Here is what sinamay looks like naturally. While I'd get much stronger color strikes if I used bleached sinamay (white sinamay), I have rolls of the natural colored and save my white for specific projects.
I've skipped over all the messy business with powdered dyes, water, buckets, gloves, face masks, etc., to show you a fairly easy way of 'batching' the sinamay. By batching I mean letting the dye sit in/on the sinamay until it exhausts itself and the sinamay can no longer accept anymore dye. This takes about 12 hours, but I sped it up a bit by placing the dyed sinamay in plastic bags, placed it outside in our HOT North Carolina sun, and let it process. I continued to turn the bags over every hour or so.
Above you see the bags opened at the end of the day. I'm ready to remove them from the bags and wash out the residual dye.
All balled up and getting their first shower! Because these dyes are non-toxic I don't mind washing them out on the grass in the garden.
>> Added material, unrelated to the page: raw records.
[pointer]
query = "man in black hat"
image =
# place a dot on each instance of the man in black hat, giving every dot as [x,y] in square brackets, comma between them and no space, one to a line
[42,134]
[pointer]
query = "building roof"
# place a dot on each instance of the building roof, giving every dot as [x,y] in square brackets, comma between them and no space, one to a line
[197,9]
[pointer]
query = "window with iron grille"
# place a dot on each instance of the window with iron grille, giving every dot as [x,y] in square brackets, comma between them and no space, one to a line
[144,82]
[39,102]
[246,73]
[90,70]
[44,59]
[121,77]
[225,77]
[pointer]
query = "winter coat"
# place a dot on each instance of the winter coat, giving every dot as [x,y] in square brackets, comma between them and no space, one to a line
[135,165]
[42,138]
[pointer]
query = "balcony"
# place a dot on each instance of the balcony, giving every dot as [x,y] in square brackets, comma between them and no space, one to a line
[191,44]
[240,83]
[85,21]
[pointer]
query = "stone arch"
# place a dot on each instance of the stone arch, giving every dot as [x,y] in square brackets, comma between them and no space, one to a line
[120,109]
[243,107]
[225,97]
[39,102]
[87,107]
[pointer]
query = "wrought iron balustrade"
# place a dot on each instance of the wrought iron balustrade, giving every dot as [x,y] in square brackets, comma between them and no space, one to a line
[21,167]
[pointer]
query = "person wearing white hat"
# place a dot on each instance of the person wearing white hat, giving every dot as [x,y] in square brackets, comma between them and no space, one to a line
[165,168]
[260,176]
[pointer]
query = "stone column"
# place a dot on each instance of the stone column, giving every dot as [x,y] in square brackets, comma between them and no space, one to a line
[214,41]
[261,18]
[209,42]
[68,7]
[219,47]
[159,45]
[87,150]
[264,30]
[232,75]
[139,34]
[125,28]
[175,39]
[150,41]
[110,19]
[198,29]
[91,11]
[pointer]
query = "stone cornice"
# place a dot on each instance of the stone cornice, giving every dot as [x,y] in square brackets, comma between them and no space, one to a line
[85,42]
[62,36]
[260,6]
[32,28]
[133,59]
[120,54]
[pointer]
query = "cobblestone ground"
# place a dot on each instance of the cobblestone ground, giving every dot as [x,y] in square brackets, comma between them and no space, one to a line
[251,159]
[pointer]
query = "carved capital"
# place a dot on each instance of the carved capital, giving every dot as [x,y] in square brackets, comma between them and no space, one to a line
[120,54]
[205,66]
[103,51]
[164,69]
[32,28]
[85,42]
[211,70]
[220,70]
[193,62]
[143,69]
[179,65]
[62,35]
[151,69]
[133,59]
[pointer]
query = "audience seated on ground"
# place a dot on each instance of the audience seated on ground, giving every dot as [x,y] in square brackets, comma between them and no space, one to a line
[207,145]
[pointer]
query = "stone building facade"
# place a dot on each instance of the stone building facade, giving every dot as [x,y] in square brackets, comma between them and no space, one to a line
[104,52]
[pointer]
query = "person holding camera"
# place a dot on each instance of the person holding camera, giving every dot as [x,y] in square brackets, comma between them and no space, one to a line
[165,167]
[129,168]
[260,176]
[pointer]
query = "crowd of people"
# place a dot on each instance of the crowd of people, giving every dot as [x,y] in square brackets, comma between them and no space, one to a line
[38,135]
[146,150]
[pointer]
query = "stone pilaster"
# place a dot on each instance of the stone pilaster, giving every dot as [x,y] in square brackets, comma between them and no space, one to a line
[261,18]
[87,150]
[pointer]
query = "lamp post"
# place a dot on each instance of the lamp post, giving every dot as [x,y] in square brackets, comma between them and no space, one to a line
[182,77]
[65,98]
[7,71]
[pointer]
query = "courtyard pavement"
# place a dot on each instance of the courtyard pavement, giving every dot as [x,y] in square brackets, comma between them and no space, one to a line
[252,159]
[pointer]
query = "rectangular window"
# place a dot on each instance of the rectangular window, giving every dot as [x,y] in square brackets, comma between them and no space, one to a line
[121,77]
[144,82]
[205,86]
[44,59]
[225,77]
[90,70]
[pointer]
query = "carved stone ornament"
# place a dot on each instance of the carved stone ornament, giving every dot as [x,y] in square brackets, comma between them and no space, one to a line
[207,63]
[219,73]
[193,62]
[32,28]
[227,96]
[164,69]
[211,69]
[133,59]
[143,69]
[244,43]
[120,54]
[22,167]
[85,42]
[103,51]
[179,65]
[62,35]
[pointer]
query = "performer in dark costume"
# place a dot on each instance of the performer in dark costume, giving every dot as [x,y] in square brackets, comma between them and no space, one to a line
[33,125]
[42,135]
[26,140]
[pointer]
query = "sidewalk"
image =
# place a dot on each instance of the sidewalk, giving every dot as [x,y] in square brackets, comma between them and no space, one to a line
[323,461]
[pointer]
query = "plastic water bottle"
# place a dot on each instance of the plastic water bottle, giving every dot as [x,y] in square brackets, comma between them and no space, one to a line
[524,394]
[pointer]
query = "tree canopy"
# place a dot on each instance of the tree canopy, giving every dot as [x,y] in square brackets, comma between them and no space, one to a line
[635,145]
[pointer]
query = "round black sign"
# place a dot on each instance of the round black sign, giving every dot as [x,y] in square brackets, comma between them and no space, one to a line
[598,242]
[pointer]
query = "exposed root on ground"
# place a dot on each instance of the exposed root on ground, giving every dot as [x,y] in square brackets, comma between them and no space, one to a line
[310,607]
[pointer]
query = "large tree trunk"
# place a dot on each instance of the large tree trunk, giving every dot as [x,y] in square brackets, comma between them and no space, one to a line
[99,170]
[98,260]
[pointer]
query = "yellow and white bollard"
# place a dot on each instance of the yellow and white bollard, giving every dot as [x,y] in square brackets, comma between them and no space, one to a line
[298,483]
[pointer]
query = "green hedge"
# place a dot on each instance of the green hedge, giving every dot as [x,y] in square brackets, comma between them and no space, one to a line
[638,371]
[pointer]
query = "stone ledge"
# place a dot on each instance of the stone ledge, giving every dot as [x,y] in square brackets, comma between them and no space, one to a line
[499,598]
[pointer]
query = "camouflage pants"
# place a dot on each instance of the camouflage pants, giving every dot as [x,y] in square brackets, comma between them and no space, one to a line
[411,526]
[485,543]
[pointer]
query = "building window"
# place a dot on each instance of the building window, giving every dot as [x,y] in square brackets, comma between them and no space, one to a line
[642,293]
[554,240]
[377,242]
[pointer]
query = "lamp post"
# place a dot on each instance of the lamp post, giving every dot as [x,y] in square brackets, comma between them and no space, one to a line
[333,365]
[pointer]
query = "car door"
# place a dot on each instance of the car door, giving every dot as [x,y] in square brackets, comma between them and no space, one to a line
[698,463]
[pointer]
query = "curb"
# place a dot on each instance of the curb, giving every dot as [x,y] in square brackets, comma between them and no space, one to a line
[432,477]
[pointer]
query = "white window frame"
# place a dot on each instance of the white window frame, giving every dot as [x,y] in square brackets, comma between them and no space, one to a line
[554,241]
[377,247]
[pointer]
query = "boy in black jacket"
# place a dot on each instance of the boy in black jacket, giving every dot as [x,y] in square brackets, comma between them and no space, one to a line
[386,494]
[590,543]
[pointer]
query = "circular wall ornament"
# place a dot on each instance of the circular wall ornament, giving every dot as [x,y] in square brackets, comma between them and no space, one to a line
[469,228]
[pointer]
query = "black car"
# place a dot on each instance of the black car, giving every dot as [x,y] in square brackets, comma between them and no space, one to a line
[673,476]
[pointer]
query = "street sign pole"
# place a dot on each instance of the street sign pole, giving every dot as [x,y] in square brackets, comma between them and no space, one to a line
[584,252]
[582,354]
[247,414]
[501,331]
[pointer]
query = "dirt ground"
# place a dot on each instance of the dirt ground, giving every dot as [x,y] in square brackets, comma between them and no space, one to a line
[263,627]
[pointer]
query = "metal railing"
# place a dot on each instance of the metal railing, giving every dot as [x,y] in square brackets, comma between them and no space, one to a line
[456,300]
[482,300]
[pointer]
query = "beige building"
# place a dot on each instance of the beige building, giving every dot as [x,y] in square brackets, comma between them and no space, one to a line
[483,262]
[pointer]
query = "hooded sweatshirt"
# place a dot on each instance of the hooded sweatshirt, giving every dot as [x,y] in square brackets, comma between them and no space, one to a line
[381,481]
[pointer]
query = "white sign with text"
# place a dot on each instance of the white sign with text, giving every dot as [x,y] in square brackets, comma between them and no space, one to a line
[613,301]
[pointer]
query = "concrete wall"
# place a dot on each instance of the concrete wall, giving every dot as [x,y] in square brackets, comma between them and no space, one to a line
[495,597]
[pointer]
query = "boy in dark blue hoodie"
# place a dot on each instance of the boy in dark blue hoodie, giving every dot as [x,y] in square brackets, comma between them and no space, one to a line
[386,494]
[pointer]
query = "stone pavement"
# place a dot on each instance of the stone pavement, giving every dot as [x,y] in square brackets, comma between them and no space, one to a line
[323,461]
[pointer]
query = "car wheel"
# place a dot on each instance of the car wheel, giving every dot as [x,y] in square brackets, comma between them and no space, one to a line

And here they are all washed out and ready to dry. Note the smaller turquoise piece in the center of the group. This is silk straw, which I loooooove! The warp of the weave is silk and the weft is straw. The sheen on this straw is unbelievably gorgeous. Gorgeous!
Here I've taken the small piece of silk straw to the studio to play with. Can you see the sheen? This particular piece is about 18" wide and about 30" long. So not a big piece of straw yardage to work with, but wait until you see the resulting headpieces I fashioned out of this.
The following pictures are the 3 styles I came up with while manipulating the straw. The straw weft is really the only way to bend the straw for design possibilities, the silk warp being too limp to make much of a design statement. If you are familiar with Jin Sin, it works by the same concept. Sinamay bends equally on warp and weft.